Site Reliability Engineer (SRE)

SoftPro•Raleigh, NC

1d•Remote

About The Position

SoftPro is seeking a well-rounded Site Reliability Engineer (SRE) to join our amazing Cloud Operations Team in our Raleigh, NC office or as a remote employee. This team supports our solutions using the latest Microsoft technologies and hosting services including Microsoft Azure, encouraging your design input and creativity. The ideal candidate will develop in-depth knowledge of the platforms that run our solutions. This position will ensure our SLA’s are met through the engineering solutions the team develops.

Requirements

Infrastructure as Code: Ability to provision Cloud Infrastructure, services and resources using Infrastructure as Code, development of Terraform Modules, leveraging Ansible to define and set configurations of deployed resources.
Automation: Skills necessary to conduct automation of tasks and infrastructure orchestration leveraging PowerShell, AZ CLI, Ansible, CI/CD and other languages / tools.
Operating Systems: Strong understanding of Linux/Unix command line and administration, Windows Server OS administration.

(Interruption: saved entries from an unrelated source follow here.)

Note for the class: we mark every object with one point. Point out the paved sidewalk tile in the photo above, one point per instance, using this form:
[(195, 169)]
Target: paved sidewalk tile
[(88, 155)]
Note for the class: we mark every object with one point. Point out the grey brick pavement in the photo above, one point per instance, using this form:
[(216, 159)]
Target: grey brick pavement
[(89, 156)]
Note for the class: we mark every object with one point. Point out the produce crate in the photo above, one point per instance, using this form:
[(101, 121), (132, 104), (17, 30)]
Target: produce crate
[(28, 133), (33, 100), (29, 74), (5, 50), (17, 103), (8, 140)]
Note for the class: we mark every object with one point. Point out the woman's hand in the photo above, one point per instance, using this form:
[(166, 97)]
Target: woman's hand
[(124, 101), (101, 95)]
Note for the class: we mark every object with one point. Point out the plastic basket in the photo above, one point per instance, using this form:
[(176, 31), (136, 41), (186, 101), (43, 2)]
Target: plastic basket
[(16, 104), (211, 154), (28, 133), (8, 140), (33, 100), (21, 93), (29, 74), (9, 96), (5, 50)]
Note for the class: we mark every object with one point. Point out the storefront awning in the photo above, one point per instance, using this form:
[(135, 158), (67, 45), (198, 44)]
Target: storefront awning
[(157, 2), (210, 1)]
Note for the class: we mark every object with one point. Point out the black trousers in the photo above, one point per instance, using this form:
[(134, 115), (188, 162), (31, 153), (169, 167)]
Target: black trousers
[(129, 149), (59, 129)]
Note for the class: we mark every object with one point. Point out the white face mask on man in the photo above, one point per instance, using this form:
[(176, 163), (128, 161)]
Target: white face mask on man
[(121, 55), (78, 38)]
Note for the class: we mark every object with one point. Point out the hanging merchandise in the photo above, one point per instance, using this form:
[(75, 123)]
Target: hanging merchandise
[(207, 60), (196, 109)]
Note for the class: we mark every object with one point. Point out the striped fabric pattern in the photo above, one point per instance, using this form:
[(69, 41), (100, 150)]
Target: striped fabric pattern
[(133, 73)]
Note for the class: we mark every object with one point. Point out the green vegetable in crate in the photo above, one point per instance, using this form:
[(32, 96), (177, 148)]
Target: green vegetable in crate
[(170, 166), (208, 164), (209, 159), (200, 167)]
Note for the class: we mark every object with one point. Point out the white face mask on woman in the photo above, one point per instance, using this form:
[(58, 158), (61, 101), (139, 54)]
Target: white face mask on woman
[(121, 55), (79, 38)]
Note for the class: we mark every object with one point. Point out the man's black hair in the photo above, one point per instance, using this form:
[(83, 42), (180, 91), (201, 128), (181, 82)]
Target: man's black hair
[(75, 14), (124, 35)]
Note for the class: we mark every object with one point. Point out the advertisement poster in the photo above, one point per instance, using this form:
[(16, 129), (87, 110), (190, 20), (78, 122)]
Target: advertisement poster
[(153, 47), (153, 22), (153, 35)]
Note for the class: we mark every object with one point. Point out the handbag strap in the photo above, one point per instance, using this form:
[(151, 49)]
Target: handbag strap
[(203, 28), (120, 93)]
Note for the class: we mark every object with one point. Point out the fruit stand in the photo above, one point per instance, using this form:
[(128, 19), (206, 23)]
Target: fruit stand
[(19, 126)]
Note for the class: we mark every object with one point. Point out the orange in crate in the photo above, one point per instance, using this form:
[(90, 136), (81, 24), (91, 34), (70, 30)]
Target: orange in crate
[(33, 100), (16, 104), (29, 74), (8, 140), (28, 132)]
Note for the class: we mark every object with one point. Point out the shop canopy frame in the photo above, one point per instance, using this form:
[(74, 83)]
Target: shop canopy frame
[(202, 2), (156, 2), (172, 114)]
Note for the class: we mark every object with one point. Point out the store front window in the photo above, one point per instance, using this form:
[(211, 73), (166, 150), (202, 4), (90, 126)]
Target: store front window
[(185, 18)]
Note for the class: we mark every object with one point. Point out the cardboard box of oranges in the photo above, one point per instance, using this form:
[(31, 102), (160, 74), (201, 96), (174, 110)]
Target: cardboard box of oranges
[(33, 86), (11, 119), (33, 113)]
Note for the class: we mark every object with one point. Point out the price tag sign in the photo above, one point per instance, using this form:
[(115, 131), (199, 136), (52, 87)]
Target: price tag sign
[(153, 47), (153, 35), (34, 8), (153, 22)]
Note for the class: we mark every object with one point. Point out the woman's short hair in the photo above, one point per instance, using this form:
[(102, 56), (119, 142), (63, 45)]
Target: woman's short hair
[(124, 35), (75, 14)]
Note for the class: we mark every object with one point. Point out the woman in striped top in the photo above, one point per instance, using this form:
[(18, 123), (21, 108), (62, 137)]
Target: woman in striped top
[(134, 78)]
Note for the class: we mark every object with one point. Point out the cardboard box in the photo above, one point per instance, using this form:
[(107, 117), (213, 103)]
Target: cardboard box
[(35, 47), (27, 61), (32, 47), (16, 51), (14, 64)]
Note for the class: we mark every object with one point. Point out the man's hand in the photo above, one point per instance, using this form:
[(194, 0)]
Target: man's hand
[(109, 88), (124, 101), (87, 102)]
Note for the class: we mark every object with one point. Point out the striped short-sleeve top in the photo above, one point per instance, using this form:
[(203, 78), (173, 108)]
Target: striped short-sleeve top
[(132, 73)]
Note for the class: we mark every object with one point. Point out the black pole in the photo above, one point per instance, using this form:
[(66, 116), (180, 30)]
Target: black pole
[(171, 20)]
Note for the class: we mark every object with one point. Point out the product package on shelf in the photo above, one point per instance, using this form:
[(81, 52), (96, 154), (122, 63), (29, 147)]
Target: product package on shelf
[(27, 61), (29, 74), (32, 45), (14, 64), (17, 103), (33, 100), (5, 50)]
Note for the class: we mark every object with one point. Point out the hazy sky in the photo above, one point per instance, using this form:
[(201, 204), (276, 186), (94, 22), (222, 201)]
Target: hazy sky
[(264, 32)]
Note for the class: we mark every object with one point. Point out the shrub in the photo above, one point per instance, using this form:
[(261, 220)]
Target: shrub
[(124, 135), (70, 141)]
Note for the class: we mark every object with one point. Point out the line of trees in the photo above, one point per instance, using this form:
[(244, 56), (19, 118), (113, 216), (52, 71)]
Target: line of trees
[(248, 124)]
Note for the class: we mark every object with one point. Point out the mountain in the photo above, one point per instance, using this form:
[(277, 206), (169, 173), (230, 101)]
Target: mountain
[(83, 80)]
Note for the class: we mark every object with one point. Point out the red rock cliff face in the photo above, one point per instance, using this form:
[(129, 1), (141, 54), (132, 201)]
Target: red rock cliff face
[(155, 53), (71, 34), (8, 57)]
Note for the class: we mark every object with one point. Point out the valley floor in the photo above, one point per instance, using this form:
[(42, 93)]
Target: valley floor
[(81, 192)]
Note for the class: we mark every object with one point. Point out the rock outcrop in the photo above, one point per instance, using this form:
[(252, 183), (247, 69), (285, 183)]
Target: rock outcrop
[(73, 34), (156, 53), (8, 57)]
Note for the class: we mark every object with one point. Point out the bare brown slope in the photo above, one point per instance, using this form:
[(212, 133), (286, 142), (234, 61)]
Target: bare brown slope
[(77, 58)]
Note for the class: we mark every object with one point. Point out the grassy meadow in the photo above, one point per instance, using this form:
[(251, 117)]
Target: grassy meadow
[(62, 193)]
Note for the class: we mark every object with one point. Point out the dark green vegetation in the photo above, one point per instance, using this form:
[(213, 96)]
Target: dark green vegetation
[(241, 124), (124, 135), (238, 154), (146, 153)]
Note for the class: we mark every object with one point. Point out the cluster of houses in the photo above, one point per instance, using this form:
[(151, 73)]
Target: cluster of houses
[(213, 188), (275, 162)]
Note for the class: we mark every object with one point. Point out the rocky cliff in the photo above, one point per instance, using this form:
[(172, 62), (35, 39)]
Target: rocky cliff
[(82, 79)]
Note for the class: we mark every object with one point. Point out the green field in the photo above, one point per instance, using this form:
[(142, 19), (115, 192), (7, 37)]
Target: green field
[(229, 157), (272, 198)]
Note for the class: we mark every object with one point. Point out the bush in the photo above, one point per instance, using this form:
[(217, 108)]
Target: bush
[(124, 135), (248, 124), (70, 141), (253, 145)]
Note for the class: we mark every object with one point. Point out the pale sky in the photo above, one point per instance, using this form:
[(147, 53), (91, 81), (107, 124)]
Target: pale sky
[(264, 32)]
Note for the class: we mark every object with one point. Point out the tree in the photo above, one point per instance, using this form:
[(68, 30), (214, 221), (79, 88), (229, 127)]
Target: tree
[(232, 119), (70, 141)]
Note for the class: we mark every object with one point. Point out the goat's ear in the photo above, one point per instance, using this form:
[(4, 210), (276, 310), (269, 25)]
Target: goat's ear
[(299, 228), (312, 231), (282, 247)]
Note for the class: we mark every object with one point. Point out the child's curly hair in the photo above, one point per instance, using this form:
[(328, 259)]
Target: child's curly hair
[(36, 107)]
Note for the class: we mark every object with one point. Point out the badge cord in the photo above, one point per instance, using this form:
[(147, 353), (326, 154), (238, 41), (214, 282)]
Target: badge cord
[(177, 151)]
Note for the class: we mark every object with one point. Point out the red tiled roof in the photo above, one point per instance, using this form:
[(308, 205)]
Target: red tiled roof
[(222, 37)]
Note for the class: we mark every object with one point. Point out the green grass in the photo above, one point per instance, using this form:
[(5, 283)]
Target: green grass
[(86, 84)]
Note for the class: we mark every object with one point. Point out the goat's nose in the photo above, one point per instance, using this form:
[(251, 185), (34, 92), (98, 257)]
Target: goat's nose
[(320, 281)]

Experience with Building, Deploying, Patching & Managing Orchestration platforms (Service Fabric & Kubernetes), VM Scale Sets and other Azure compute workload types.
Proven experience with and familiarity with containerization and technologies like Docker & Kubernetes & cloud native applications.
Strong knowledge of distributed computing concepts and microservices.
Ability to manage work via ticketing system and source control (for example: Jira / DevOps / TFS / Git Repos)
Familiarity with CI/CD pipeline development and associated tools.
Working knowledge of application performance monitoring & alerting platforms / systems (For example – Azure Monitor, Application Insights, AWS CloudWatch as well as commercial off the shelf solutions)
Experience architecting & implementing High Availability / Disaster Recovery Solutions for Cloud Platforms constructed with Public Cloud IaaS & PaaS resources.
Databases: Knowledge of / familiarity with structured & document database technologies (MS SQL Server, MySQL, MongoDb / Azure CosmosDb)
Experience in support and configuration of reverse proxy technology stacks such as NGINX and HAProxy.
Strong operational knowledge of Identity Access Management, Authentication & Authorization, Role Based Access Control configurations.
Collaboration & Teamwork: Strong customer service skills and able to work in a team environment, with developers and operations teams. Experience supporting Highly available systems & production operations.
Communication: Proven ability to clearly and concisely communicate technical information to both technical and non-technical audiences.
Incident Management: Ability to think clearly and logically under pressure during system outages or impactful events. Able to adapt to the constant changing landscape of technologies, systems and environments.
Self-driven learner - must exhibit a high-level of logical & analytical skills as well as attention to detail.

Nice To Haves

An understanding of industry standard authentication protocols such as OpenID Connect (OIDC), OAuth 2.0 and Security Assertion Markup Language (SAML)
Operational experience and knowledge of the OSI model, software defined networks and public cloud network infrastructure / technologies, design principles, Network Security.
Understanding of SDLC, Object oriented concepts and software development languages
Audit & Compliance experience.

Responsibilities

Produce and refine observability metrics associated with our platforms and the user experience.
Help to refine our service level indicators monitoring capabilities with the goal of proactively identifying and resolving issues.
Participate in the development & architecture of our operational systems and solutions to include performance, application health, security, and scalability for all cloud-based environments.
Develop and maintain our Infrastructure as Code used to build alerting and configure monitoring systems.
Build and maintain CI/CD automation pipelines to support the services and systems we provide.
Demonstrate your technical curiosity through your drive to understand services leveraged in depth.
Collaborate with product development and engineering teams in support of future organizational direction.
Provide incident response; triage production issues in our software products including the underlying Cloud Infrastructure & service providers.
Define, implement and assess system reporting and monitoring needs.
Participate in team activities (standups, backlog refinements, blameless postmortems, product demonstrations / reviews).
Share your passion for problem solving and continuous improvement with the team.